31HariMenulis
Di Atas Motor
“Siap?” tanyamu.
“Siap”, jawabku mantap.
Ku tegakkan punggung, lalu ku
selusupkan kedua tangan melingkar di perutmu.
Hangat. Itu yang aku rasakan.
Sesekali ku benamkan wajah di
pundakmu. Yang ku temukan bukan harum parufume mahal, hanya ada wangi tubuh
khasmu. Aku tidak bilang wangi, tapi aku rakus bernafas di sana.

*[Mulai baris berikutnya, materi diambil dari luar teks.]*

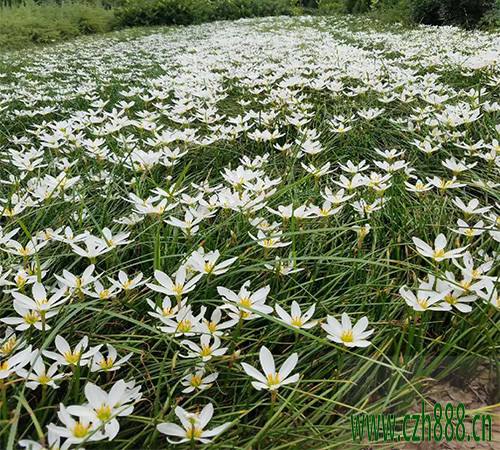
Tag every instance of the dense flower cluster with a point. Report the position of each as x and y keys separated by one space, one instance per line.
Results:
x=140 y=176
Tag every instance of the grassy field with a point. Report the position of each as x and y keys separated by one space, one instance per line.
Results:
x=177 y=203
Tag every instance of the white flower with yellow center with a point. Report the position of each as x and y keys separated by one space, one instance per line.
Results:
x=345 y=333
x=271 y=379
x=296 y=318
x=193 y=425
x=206 y=350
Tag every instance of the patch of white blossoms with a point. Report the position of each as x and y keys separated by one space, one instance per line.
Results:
x=116 y=124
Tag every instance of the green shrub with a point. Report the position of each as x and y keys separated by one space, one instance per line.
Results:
x=492 y=17
x=33 y=23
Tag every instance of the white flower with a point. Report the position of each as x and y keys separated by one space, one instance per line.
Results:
x=74 y=282
x=125 y=283
x=205 y=350
x=245 y=303
x=38 y=375
x=197 y=381
x=269 y=242
x=345 y=333
x=104 y=408
x=109 y=363
x=178 y=288
x=206 y=263
x=66 y=356
x=16 y=362
x=75 y=431
x=183 y=323
x=438 y=253
x=192 y=426
x=270 y=378
x=425 y=299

Bintang mengerling di langit
hitam. Sedikit membawaku kepada kenangan kita yang menghitung bintang. Di tengah
sawah luas, seusai sujud setalah maghrib itu. Kamu ingat itu? Kita sama tak
peduli awamnya tentang astronomi. Tapi satu yang kita tau, kita bersatu di
bawah langit-Nya. Di sana kita temukan syukur.
Angin malam menyapu pipiku
lembut. Membuaiku tentang kita yang tak pernah berkata untuk bisa merasa. Lalu sedetik
kemudian kamu mengecup jemariku. Kamu rekatkan di dada. Mungkin ada harapmu
agar aku mengerti yang kamu rasakan. Jangan khawatir, aku bisa merasakan
getarnya lewat tulang punggungmu. Hanya saja aku bingung, apakah perasaanku pun
sampai lewat tatapan mataku padamu di kaca spion?